Ok, first of all, it can be both. They aren’t mutually exclusive. Secondly, I completely agree that laws need to protect the weak. I don’t, however, believe that they necessarily need to protect the weak from themselves when just using a tiny amount of brain power should be enough. Generally speaking, the footpath is for pedestrians, and cyclists are expressly prohibited there (unless they are under the age of 12). On the shared paths, yes, cyclists should yield to pedestrians, but by the same token, pedestrians need to be responsible for their own actions. Ah ah ah! Don’t go thinking that I’m allowing you to suggest that I am opening the door for a “cyclists should be responsible for their own safety” argument, because I’m not. I mean, they should be as far as they are responsible for their own actions, but the danger primarily lies with motorists and/or bad design. Now then – I see pedestrians regularly making erratic movements – stopping suddenly or changing directions without looking around them, especially with ear-buds firmly in place – and although I have no statistics to back this up, I’m going to suggest that this is a significant contributor to cyclist/pedestrian collisions on shared paths. Laws shouldn’t necessarily have to protect people from themselves. That’s when health and safety gets out of control and everything is wrapped in cotton wool and dumbed down to protect the stupidest amongst us and we all loose as a result. Like, someone cut their finger at the office, so now scissors are banned for everyone. Someone burned themselves on the toaster, so now there is no toaster.

Laws need to protect the vulnerable from reasonable (or unreasonable, depending on how you look at it) dangers, promote efficiency, and order.

This same principle applies on the road, too. Laws – better laws than we currently have in place – need to be in place to protect cyclists. The costs are much higher here, and they are all mounted against cyclists.

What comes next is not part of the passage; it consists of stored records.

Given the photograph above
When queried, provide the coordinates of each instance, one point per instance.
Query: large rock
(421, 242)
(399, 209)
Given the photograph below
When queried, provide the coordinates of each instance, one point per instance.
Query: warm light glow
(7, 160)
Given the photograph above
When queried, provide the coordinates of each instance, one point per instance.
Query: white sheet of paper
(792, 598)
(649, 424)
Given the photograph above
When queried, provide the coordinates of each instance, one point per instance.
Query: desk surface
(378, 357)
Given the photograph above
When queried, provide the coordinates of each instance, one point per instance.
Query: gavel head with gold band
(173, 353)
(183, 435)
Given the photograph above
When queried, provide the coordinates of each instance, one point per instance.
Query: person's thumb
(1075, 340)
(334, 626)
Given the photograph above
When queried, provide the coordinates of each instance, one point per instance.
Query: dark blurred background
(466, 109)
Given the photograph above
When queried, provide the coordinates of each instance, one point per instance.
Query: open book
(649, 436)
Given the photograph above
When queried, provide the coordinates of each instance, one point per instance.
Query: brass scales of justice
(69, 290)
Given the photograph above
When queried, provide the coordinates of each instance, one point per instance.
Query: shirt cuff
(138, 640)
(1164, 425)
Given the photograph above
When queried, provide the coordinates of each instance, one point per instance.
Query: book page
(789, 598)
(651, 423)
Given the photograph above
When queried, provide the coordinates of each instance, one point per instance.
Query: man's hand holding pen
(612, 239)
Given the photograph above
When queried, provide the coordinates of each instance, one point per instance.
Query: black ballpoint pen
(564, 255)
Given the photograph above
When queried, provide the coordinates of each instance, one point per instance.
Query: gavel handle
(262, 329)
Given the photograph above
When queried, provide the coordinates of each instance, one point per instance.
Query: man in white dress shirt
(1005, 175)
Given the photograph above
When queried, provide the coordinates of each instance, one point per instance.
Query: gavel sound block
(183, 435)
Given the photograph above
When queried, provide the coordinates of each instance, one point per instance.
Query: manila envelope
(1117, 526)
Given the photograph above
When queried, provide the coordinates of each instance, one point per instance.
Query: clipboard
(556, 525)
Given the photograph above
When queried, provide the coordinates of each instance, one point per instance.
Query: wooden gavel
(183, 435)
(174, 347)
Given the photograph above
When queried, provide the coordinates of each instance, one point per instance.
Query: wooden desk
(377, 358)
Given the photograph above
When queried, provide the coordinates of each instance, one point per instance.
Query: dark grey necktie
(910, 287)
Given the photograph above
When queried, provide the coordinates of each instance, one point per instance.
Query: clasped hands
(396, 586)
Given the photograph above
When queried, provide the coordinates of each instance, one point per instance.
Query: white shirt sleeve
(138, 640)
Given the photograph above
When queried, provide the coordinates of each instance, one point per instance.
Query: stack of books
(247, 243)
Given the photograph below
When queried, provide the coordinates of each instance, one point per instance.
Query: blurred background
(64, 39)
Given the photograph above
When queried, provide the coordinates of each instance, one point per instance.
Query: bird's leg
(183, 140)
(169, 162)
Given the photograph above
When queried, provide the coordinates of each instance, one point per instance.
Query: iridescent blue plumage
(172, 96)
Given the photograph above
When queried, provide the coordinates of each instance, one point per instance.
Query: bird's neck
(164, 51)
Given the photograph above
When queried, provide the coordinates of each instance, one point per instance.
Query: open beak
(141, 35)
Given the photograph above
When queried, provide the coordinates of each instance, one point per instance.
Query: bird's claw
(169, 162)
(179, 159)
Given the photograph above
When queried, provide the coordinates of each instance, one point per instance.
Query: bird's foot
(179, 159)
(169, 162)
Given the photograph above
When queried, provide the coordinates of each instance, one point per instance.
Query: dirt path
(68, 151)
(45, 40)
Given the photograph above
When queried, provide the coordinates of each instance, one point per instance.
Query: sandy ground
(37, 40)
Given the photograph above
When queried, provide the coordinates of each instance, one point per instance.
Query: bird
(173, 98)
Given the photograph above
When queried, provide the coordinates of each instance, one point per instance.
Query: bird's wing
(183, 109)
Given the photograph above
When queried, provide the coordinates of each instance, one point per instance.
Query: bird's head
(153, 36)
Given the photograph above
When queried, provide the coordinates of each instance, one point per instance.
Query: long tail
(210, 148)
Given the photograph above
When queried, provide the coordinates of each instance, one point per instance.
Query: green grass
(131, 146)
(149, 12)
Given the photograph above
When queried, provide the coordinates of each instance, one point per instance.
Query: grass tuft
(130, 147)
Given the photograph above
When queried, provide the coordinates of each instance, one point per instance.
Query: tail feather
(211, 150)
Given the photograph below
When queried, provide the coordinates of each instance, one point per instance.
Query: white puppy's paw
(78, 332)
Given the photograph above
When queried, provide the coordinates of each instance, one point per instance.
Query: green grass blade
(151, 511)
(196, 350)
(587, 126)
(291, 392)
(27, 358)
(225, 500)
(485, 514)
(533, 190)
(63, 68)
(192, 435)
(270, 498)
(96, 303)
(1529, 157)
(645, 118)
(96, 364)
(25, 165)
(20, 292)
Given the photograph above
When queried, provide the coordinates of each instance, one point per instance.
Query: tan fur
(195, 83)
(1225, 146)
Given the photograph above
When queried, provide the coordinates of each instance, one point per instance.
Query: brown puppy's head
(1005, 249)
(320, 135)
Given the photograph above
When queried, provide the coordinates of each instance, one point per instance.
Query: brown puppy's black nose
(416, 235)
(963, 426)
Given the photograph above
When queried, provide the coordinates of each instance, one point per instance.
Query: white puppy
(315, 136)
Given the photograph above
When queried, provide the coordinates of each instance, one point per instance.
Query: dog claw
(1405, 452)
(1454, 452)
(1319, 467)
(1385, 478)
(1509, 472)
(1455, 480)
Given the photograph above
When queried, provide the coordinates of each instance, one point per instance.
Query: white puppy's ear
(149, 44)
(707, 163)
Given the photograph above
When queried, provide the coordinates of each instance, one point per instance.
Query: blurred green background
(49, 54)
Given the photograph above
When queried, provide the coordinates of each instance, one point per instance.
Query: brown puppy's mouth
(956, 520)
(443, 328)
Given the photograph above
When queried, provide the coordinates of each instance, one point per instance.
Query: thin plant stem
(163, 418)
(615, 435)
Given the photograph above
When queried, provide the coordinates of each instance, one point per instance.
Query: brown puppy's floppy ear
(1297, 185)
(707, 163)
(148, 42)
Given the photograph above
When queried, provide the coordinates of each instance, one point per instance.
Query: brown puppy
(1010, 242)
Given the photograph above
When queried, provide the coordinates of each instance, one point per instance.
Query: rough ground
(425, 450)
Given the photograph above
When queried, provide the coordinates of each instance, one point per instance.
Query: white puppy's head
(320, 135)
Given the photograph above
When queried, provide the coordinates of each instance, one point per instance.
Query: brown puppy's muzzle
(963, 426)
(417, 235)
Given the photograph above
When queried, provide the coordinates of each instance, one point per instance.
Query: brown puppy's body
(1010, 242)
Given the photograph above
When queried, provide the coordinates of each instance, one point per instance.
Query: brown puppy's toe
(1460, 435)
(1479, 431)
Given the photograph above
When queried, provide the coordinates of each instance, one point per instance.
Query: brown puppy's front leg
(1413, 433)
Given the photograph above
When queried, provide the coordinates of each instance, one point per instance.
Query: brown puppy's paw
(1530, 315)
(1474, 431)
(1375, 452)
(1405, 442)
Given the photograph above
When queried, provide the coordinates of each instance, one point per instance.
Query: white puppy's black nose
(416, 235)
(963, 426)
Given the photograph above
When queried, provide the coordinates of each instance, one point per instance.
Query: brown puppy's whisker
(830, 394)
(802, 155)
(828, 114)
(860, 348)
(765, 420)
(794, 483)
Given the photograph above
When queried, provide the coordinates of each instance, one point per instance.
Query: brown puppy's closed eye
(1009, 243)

Again, by the same token, cyclists need to be aware of their surroundings and not behave unpredictably whenever possible (sometimes it’s not). I would argue that given the difference in the contexts – the frequency of collisions and their severity – the same laws will not necessarily simply cross over between the footpath and the road.

Where the footpath and the road converge, this is where the responsibility is shared. Motorists and cyclists must be vigilant in making sure that they pay attention and give way to pedestrians in the intersection, but pedestrians must use the tiny bit of common sense needed when approaching a roadway – look before you cross. There are people out there who say that some witnesses to the Emily Greenwood crash report that she actually crossed against the lights, and that the cyclist actually had no opportunity to avoid her. The media isn’t interested in an interview with the cyclist, not surprisingly, so we can’t really say either way.

Ms Farrelly finishes off with a little heart-string pulling:

I don’t know if registration would curb the bike bullies. It might. But I can tell you one thing. I’d pay cycle rego twice over if it brought Emily Greenwood new front teeth.

Awwww. It’s a nice sentiment, if a little sappy. Also strikes me as a little cheap.

In the end, she’s non-committal in taking a position on bicycle registration, but certainly seems to suggest that she wouldn’t be against it.

Overall, I think she makes some good points, a few bad ones, and then cops-out at the end by pulling the sympathy card and pandering to the vocal minority who see the Emily Greenwood situation as a representation of all that is wrong with cyclists.

So, bike bullies and registration? Meh. We need, if anything, to talk about insurance for all (maybe like the universal public liability insurance that NZ has), and not about bicycle registration. Inflammatory article? Hardly. Helpful? Not so much. Worth commenting on? You be the judge.